Stephen Moore: The Fed monopoly shouldn’t compete with private banks


Op-ed views and opinions expressed are solely those of the author.

If there is any lesson we have learned about the Federal Reserve system in the last few years, it is that the supposed oracles who run our central bank are anything but infallible.

This time last year, Federal Reserve Board Chairman Jerome Powell made a multitrillion-dollar mistake by raising interest rates at a time of no inflation and even some signs of deflation. The result was a 2,000-point fall in the Dow Jones, an economy that nearly plunged into a Fed-triggered recession and the worst Christmas in years.

The Fed was also asleep at the switch in preventing the banking system collapse in 2008, and a case can be made that the Fed’s easy money policy lit the match that created the forest fire we now refer to as the Great Recession.

Now the Fed is busy expanding its mission. In August, the bank announced that it would launch a real-time payment system, FedNow Service, so that financial transactions throughout the banking system can get cleared and settled nearly instantaneously.

The problem here is real. America has fallen behind in this clearing of tens of billions of financial transactions. When a customer in most developed nations wants to make a payment through the banking system, the transaction is processed nearly immediately. In America, a transaction can take one or more business days to clear. These delays cost families and businesses an estimated $3.5 billion a year through slowing the conclusion of timely deals, missed payments and overdrawn accounts.

But the need for government intervention is highly questionable. The Fed spent almost a decade “studying” this problem, and it wasn’t until after a network of 25 banks had already received the Fed’s blessing to invest a billion dollars into creating a real-time payment, or RTP, service that the Fed took action itself.

The private bank network launched in 2017 and already connects roughly 60% of the nation’s checking and savings accounts. It was expected to expand to more than 90% within a year or so, but progress has been stalled because of the Fed’s actions.

Meanwhile, the whirlwind revolution in cryptocurrencies will use the block chain to bring real-time payments into the 21st century — thus soon rendering FedNow entirely duplicative.

The Wall Street Journal has likened FedNow to a “public option” — the left’s favorite term these days. But so far, the Fed is leveraging its manifold public advantages — such as its direct access to unlimited capital from the monetary system it oversees — to steamroll private bank competitors.

This is particularly unfair because the Fed had previously declared that “ultimately, implementation of (real-time) proposals will be driven by the private sector.”

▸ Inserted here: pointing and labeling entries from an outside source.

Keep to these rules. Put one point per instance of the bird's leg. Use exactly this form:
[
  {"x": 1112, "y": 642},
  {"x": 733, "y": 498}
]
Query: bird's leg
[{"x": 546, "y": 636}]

So, what’s the problem? First, we now have a Fed that regulates the banks, providing them with services — never a good idea. Second, the Fed is refusing to commit that its FedNow service will be interoperable and compatible with any private sector competitors — which is a move that can only be interpreted as a monopolistic strategy to squash competitors.

Third, the Fed is refusing to commit that this service will be a level playing field — and not favor the big banks with bulk volume discounts in its pricing. The Fed has a long and inglorious history of engaging in such discriminatory pricing — to this day, favoring the big banks in check-clearing services while operating the Automated Clearing House’s check-clearing services. Should the Fed’s system launch without being interoperable, and without operating under a flat pricing model, this would only impede the goal of ensuring that all Americans will be able to have their payments clear in real time.

Ironically, when Fed board Gov. Lael Brainard made the announcement of the Fed’s real-time payment system, she justified the intervention by declaring, “Everyone deserves the same ability to make and receive payments immediately and securely, and every bank deserves the same opportunity to offer that service to its community.” That principle lasted about six months.

At this stage, there is probably no way to put the toothpaste back in the tube, meaning that FedNow is with us for good. But its role should be shaved back to supplement the real-time market, not collapse it into a Postal Service-type monopoly. Congress and/or the Fed should now intervene to force it to first make the system operable with the private system, so any bank can use it. Second, it should not be allowed to discriminate in price against small, community banks, which have already been shrinking thanks to regulations such as the Dodd-Frank Act.

FedNow is only the latest worrisome sign that the feds want to move in a predatory direction when it comes to the banking industry. Sen. Elizabeth Warren is calling for more government competition against private financial institutions, advocating that the post office offer retail banking accounts. Other progressives have proposed the Fed leverage its gigantic size and unlimited access to capital to directly compete with private banks for basic retail services, such as check cashing or even low-interest lending.

The idea sounds so benign: a “public option” to lower costs to consumers. But beware: As we’ve learned in so many other industries — such as health insurance — these “public options” almost inevitably morph into the only option.

Stephen Moore is a senior fellow at the Heritage Foundation and an economic consultant with FreedomWorks. He is the co-author of “Trumponomics: Inside the America First Plan to Revive the American Economy.”